Life had never been easy for Spencer and Olivia and this had been no different. Test after test, and month after month, Olivia would get frustrated. She would get angry, sad, and annoyed that they had been trying everything that was recommended to her, and still seemed to come up short every time.

She lived a healthier lifestyle, took vitamins, got eight hours of sleep every night, hired an assistant, and took as much stress off herself as she possibly could.

She did everything she could in her power to have a baby. Yet even after all of that, there was no baby, but another negative pregnancy test to remind her of it.

They both got everything they could have ever dreamed of.

Their dream wedding was at the venue they wanted it to be in. Their dream honeymoon traveling around Europe. Their dream career with Spencer now playing for the Los Angeles Rams, and Olivia was now the youngest woman to be co-editor-in-chief at the L.A tribune.

She had finally got the big office she had always wanted with her gold-plated name on the door, and the floor to ceilings windows she had dreamed of.

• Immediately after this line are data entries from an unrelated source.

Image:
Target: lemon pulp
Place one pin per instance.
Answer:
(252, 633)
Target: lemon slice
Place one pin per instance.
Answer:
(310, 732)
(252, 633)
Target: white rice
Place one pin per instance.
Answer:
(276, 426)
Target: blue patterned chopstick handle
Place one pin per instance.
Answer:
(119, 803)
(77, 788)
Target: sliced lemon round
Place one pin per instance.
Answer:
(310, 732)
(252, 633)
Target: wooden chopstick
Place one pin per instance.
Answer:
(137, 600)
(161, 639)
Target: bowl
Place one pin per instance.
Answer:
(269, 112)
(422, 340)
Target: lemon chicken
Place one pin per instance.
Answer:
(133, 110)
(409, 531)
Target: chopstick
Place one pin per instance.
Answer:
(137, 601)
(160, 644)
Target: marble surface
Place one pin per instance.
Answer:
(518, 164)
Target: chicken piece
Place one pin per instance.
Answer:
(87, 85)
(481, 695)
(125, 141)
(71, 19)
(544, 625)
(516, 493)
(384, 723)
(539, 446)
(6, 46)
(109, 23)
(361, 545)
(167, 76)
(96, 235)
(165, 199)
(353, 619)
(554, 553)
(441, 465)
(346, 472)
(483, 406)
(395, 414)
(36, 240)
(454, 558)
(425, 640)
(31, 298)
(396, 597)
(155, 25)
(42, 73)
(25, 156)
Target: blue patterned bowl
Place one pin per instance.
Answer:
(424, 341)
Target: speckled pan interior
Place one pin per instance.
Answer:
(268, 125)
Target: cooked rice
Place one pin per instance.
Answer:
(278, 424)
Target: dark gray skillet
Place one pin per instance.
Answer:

They bought their dream home in the neighborhood with good schools, and well-manicured parks.

They had everything they had ever wanted. The only thing they were missing now was a baby.

"What if I can't have a baby?".

Olivia broke down in Spencer's arms after the 9th attempt. The 9th failed pregnancy test. Her dreams of becoming a mom quickly fading into the distance.

The light at the end of the tunnel seemed to be nonexistent. And the dream of filling their home with babies was quickly vanishing before their eyes.

Olivia was now 30. She knew the statistics and how for some it would be harder to conceive in their 30s. Olivia knew the rate of getting pregnant in her 30s would start to decline.

She read all the books and articles about it. She knew the longer she waited to have a baby, the harder it would be to conceive.

Yet she wanted to wait until both their careers were established. They wanted to enjoy their 20s and have children in their 30s. More so Olivia had wanted to.